Cuenta la historia que, a finales del siglo XV, el Shogun en turno, Ashikaga Yoshimasa envió a China a reparar su chawan, (un tazón especial para la ceremonia del té), el que se había caído y roto. Meses después el tazón regresa a manos del Shogun quien se llevó una gran decepción al verlo reparado con unas muy groseras grapas que le quitaban toda la belleza que le podía haber quedado tras la rotura. De inmediato buscó otro artesano para el arreglo, pero esta vez en el Japón.

El trabajo resultante, asociado al Chi Do o Ceremonia del Té, culminó en el sencillo arte del Kintsukuroi, términos que, traducido, significa algo así como “reparación de oro”. La técnica era sencilla: consistía en tomar los trozos del objeto roto e ir pegándolos con una resina natural (y tóxica al tacto) llamada urushi, extraída de la corteza de un árbol que crece en las costas salobres del Japón, China y Corea. Y luego, o se pinta la resina aplicada con pasta de oro, plata o platino o se mezcla el metal hecho polvo con la resina misma. Luego se alisan las irregularidades y el objeto queda en un estado de ambigüedad: sigue roto -se lo ve roto, se lo sabe roto- pero vuelve a la repisa de donde se cayó como cuando estaba sano.

Para un Occidental, esta idea de “sanidad” nos lleva a tratar de reparar y disimular las grietas antes que resaltarlas, ya que “romperse” está mal. Se nos ha educado bajo la impronta de una perfección imposible de alcanzar. Nuestro yo -mezquino y casi inexistente- está gritando desaforado y atrapado en su existencia fragmentaria, limitada, fantasmática.

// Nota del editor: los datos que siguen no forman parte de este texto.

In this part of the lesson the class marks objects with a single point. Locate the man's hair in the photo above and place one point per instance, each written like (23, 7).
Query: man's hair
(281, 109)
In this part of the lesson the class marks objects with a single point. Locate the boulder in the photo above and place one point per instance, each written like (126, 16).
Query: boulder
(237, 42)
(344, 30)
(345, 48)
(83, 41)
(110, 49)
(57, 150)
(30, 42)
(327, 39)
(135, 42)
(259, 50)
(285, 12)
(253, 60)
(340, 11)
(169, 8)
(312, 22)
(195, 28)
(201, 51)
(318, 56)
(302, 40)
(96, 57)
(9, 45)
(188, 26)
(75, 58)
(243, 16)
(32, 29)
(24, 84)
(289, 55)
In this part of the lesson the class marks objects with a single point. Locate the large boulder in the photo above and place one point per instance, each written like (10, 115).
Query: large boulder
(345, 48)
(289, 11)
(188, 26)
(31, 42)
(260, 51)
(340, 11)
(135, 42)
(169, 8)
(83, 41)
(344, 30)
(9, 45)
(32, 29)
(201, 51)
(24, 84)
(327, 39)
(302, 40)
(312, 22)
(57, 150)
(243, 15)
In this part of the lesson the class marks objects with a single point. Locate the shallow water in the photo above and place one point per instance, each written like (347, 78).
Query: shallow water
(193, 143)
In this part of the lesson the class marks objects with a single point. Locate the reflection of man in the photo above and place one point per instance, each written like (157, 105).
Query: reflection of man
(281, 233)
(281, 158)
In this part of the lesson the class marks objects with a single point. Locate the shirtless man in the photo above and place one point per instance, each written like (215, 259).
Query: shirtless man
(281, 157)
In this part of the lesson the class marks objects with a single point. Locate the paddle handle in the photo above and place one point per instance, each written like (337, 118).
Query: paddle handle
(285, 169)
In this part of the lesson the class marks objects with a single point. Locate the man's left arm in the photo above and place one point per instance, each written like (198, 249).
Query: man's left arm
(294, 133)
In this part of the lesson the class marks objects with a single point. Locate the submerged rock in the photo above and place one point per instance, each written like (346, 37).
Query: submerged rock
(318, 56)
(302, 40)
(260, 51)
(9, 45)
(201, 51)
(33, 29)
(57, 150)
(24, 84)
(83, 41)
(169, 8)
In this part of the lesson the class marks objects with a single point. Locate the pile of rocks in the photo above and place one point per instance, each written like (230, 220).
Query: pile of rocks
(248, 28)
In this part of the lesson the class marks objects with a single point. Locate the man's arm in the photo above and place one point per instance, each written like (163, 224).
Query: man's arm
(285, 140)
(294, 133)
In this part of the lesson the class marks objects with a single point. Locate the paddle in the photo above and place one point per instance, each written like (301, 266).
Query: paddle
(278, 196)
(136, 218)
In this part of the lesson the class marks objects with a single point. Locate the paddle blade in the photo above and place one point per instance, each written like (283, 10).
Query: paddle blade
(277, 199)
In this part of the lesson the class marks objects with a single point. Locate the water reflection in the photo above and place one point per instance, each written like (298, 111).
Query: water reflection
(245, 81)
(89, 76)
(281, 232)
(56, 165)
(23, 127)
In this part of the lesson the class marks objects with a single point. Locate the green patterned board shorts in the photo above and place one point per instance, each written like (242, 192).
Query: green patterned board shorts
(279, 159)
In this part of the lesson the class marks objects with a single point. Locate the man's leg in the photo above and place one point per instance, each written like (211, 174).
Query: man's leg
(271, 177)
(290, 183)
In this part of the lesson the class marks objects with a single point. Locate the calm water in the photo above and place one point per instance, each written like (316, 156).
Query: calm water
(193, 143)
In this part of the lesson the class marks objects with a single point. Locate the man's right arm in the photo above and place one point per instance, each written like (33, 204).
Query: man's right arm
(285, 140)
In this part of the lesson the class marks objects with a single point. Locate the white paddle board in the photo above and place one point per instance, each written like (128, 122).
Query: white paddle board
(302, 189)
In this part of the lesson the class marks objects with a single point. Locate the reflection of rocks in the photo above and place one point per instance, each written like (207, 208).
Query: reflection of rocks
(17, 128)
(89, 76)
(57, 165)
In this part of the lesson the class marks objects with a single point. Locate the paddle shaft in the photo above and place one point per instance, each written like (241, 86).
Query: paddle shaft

El occidental está entrenado para congelar su mente dentro de una férrea lógica interna de poseer antes que de ser o actuar, y la sociedad lo filtra para que encaje en sus exigencias de éxito, de buscar la salida por el lado de tener cada vez más y de ser cada vez menos. En este sentido estamos de acuerdo con Karl Marx cuando afirmaba que no era la conciencia del Hombre la que determinaba su sociedad, sino que era ésta la que determinaba a la conciencia, y no nos sentimos capaces de actuar individualmente contra estos condicionamientos públicos, ya que ellos modelan nuestra visión más básica de la realidad.

No vivimos en el mejor de los mundos posibles, como sostendría en su optimismo a ultranza Leibniz, pero tampoco llegamos a afirmar con Schopenhauer que: “La vida es un anhelo opaco y un tormento”… estamos ahí: en la medianía de la existencia, tratando de sobrevivir a nuestra tendencia a relacionarnos con el mundo en un sentido mercantil. Inmersos en la codicia, la inseguridad y el temor, nos llenamos de fantasías acerca de perfecciones que no están pero que introyectamos a nuestros esquemas mentales que nos dicen que ser codicioso, inseguro y timorato está mal.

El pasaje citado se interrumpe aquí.